It’s easy to hate on delivery services like UPS, FedEx, and the United States Postal Service. After all, the only time anyone ever really thinks about their existence is when they do something wrong, like lose a package or deliver a busted box to your front door, right? Well even if you’re willing to look the other way on late deliveries or horrible tracking updates, the USPS is launching a product that will make you scratch your head so hard you might end up needing stitches. It’s a tree ornament that, for some reason, tells you when a package gets delivered. 

USPS calls it “The Most Wonderful Ornament,” but it’s clear why. It’s a classic sphere-shaped ornament that you hang on your tree, but instead of just sitting there looking pretty, it displays delivery notifications via three different colored icons. There’s alerts for when something is shipped, delivered, and opened by the recipient (thanks to a little sensor you have to put in the package itself).

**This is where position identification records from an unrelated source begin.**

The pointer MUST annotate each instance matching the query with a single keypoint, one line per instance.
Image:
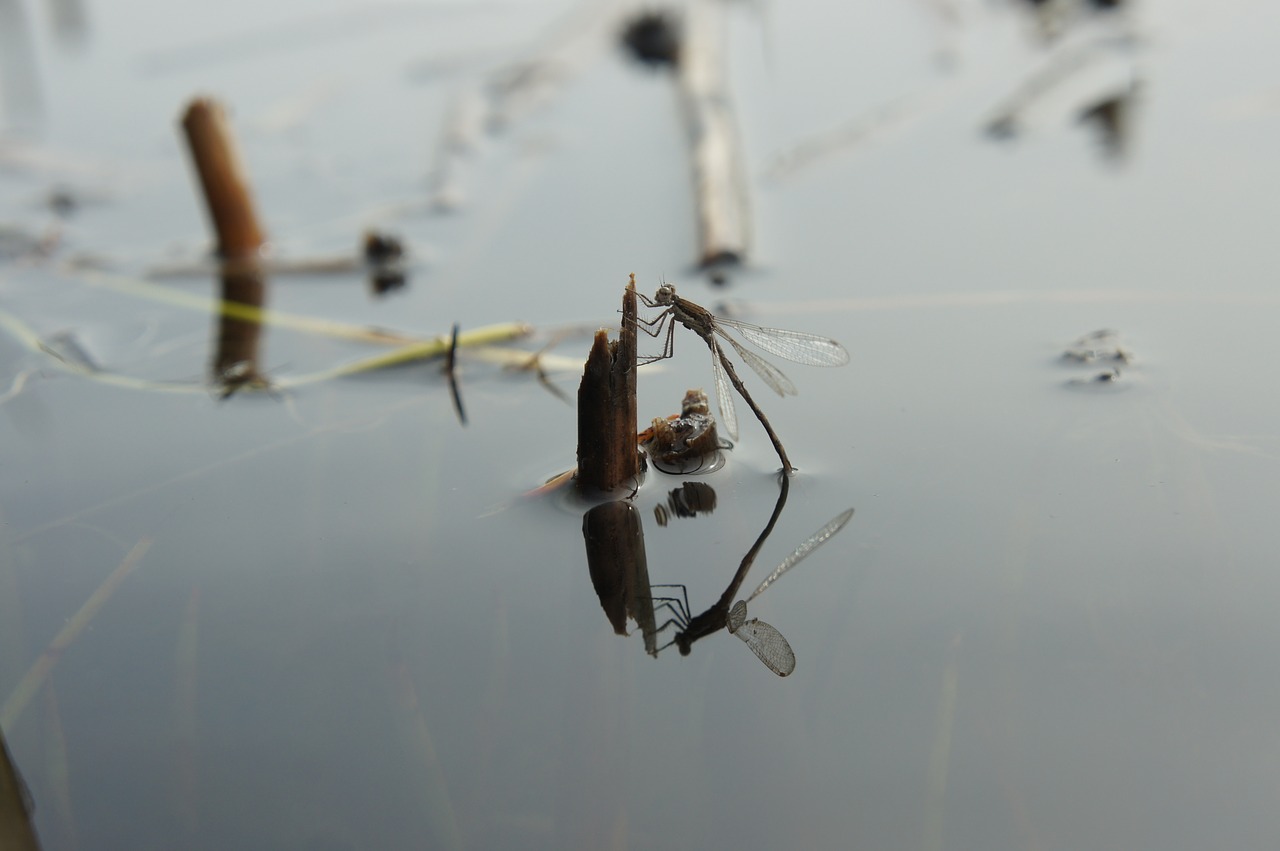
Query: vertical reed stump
(607, 454)
(223, 179)
(240, 239)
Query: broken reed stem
(720, 183)
(607, 454)
(236, 355)
(223, 179)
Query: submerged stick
(607, 454)
(35, 677)
(720, 182)
(223, 179)
(16, 829)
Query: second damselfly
(796, 347)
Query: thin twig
(451, 373)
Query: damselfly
(792, 346)
(763, 639)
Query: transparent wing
(723, 392)
(796, 347)
(809, 545)
(768, 645)
(771, 374)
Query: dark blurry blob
(1112, 119)
(690, 499)
(384, 255)
(653, 39)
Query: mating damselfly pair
(798, 347)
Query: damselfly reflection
(792, 346)
(763, 639)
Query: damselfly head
(666, 294)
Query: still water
(333, 617)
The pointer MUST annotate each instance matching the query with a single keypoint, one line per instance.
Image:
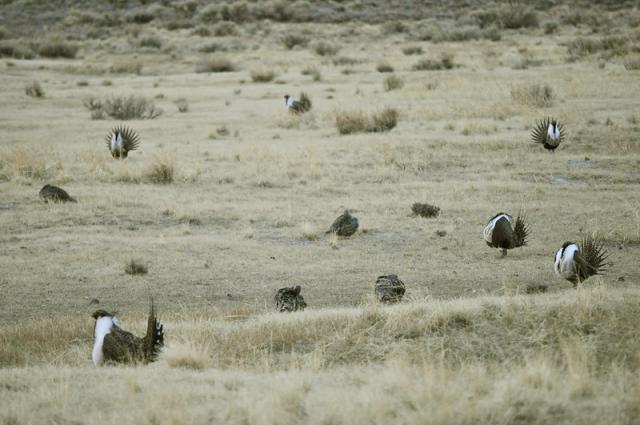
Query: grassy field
(229, 196)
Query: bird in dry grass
(289, 299)
(548, 133)
(51, 193)
(501, 232)
(344, 225)
(389, 289)
(120, 140)
(577, 262)
(114, 344)
(298, 106)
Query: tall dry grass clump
(349, 122)
(533, 95)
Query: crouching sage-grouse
(297, 106)
(289, 299)
(502, 233)
(577, 262)
(51, 193)
(389, 289)
(120, 140)
(114, 344)
(548, 133)
(344, 225)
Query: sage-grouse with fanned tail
(548, 133)
(114, 344)
(501, 232)
(577, 262)
(345, 225)
(298, 106)
(120, 140)
(50, 193)
(389, 289)
(289, 299)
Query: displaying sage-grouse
(389, 289)
(548, 133)
(114, 344)
(298, 106)
(120, 140)
(289, 299)
(51, 193)
(344, 225)
(502, 233)
(577, 262)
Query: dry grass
(474, 340)
(534, 95)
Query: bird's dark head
(102, 313)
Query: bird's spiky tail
(595, 256)
(154, 339)
(305, 102)
(521, 230)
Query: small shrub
(394, 27)
(134, 267)
(183, 105)
(292, 40)
(58, 49)
(359, 122)
(161, 171)
(16, 51)
(126, 67)
(215, 64)
(262, 75)
(151, 42)
(445, 62)
(535, 95)
(393, 82)
(384, 67)
(325, 49)
(412, 50)
(225, 29)
(34, 89)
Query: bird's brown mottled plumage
(50, 193)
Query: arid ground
(229, 196)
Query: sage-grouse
(289, 299)
(577, 262)
(501, 232)
(114, 344)
(51, 193)
(548, 133)
(298, 106)
(120, 140)
(344, 225)
(389, 289)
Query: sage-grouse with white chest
(345, 225)
(289, 299)
(120, 140)
(502, 233)
(548, 133)
(577, 262)
(51, 193)
(114, 344)
(389, 289)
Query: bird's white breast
(103, 327)
(488, 230)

It is, in short, a glorified tracking text alert that you’d normally get on your phone, only now you have to be in front of your Christmas tree in order to actually get the message. But don’t worry, if you’re not at home you can go to the special website that the USPS set up, enter your ornament ID, and the package tracking number to see if your ornament at home is displaying any alerts. Or — and this is really just me spitballing here — maybe you could just check the tracking number by itself and get the exact same information. Hey, I’m not a scientist, but it seems pretty straightforward.

Oh, and this funky high-tech ornament isn’t wireless, so you have to actually have it plugged in to an outlet of some type in order for it to work, which will definitely look great on your tree.

Unfortunately (or perhaps fortunately), Engadget reports that the USPS isn’t ready to actually roll these beauties out to everyone just yet, and is only doing a closed trial of them this time around. If for some reason you want to get your hands on one, your best bet will be to hope that the USPS can convince itself to actually sell these to the public next year.